The “cheat” answers a simple question: how do you decide if a question or an education unit is good?
In both testing and education, “good” means correlation with future work performance. Good questions test if the candidate will do good work. Good lessons prepare students for work life.
In every domain, there are different levels of knowledge. Memorizing the formula E=mc2 shows some knowledge but doesn’t make you a physicist—that might require applying E=mc2 to a specific, related, problem.
The American psychologist Benjamin Bloom answered that question by dividing educational objectives into distinct levels. Here is the revised and simplified Bloom’s taxonomy:
At the bottom of the pyramid are lower-order thinking skills; remembering, understanding, and applying. At the top of the pyramid are higher-order thinking skills; analyzing, evaluating, and creating. Creating is the hardest skill for any profession and the smallest number of job applicants can do it.
For example, here is how Bloom’s taxonomy is applied to testing foreign-language proficiency:
- Remembering: recall a word in a foreign language.
- Understanding: understand text or audio.
- Applying: use a language to compose an email or to converse with people.
- Analyzing: analyze a piece of literature.
- Evaluating: discuss which book has better literary value.
- Creating: write a poem, essay, or fictional story.

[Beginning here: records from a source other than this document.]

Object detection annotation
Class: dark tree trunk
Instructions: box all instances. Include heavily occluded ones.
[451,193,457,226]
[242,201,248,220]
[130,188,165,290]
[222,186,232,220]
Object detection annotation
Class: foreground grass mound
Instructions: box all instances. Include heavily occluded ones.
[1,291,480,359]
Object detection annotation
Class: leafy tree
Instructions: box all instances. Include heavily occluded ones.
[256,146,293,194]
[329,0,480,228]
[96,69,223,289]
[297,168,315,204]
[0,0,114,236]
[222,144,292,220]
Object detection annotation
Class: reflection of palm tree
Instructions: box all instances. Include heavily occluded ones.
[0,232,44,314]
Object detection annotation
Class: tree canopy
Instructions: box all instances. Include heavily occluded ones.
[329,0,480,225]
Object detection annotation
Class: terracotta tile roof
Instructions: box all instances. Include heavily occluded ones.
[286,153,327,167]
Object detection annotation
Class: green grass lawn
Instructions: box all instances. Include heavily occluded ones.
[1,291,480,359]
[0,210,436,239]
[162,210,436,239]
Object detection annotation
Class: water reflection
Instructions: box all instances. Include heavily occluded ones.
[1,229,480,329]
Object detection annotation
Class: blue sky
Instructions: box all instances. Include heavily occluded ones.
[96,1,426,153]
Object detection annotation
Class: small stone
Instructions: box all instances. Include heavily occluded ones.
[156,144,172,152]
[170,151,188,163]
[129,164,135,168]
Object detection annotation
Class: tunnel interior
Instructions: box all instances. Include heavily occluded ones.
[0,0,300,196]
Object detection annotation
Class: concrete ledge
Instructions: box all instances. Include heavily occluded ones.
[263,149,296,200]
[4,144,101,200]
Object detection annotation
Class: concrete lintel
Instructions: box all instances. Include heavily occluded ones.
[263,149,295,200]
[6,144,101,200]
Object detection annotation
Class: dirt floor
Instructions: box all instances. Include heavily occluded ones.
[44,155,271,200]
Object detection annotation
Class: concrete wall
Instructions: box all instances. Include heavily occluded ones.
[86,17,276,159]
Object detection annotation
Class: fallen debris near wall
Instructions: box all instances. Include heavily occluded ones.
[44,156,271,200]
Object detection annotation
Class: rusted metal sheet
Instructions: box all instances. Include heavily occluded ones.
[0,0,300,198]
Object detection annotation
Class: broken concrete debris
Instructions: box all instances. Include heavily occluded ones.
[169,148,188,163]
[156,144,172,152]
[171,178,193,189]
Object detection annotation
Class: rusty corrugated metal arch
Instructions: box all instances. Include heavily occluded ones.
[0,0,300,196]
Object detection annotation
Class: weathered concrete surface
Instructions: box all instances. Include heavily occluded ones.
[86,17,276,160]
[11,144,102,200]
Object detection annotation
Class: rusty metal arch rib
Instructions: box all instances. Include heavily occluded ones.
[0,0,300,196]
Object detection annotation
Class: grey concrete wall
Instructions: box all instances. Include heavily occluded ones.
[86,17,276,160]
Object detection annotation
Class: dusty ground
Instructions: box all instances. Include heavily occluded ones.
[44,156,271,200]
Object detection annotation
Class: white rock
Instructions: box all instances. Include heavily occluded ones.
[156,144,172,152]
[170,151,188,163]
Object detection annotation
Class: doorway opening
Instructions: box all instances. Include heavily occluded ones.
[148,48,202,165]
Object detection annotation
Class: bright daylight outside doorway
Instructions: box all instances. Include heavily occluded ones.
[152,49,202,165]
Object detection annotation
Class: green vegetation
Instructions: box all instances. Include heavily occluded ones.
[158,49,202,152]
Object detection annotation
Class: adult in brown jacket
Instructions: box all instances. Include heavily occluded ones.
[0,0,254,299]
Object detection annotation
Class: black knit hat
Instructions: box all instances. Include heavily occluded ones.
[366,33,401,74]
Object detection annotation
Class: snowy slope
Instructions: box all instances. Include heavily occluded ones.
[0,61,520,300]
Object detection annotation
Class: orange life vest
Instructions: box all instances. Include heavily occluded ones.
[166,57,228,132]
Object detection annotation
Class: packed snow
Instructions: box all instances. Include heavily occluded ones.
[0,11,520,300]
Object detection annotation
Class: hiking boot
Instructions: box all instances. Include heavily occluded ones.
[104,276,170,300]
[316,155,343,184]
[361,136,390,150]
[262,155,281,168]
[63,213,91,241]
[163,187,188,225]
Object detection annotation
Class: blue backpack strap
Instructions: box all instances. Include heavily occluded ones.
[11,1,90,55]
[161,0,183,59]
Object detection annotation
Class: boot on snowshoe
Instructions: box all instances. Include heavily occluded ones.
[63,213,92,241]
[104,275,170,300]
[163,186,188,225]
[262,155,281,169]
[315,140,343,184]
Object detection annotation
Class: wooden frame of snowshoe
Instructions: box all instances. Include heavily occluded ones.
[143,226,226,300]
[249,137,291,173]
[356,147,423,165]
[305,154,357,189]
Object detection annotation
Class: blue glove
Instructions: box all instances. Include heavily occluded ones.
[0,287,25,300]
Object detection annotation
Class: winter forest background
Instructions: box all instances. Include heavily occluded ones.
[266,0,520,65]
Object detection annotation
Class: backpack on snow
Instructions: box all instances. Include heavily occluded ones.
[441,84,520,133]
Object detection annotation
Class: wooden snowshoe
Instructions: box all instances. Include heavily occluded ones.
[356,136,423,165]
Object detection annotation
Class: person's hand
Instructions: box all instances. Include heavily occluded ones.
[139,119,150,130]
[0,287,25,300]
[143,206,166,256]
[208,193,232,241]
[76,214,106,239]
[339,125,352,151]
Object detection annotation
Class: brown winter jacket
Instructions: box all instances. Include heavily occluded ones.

Bloom’s taxonomy is an important tool for employment screening because:
The higher the question in the hierarchy, the more domain knowledge the
candidate needs to demonstrate.
However, not all tasks require higher-tier knowledge. For example, if you are hiring a Spanish-speaking customer support representative, you need someone who applies the language (level 3). So, while it might seem better to have a candidate who can also create poetry in Spanish (level 6), we need to consider if they will get bored doing a job below their knowledge level. Therefore:
The elimination questions that we ask should match the skill level required for the job.
If the test is too low in the hierarchy, then it is easier for both the administrator and the test taker—but it completely loses its purpose. Unfortunately, both job screening and academic tests often get this wrong. In education, schools want most of their students to pass. Often rote memorization is all you need. The fact that you’ve memorized which year Napoleon was born doesn’t make you a good historian—but doing original research does.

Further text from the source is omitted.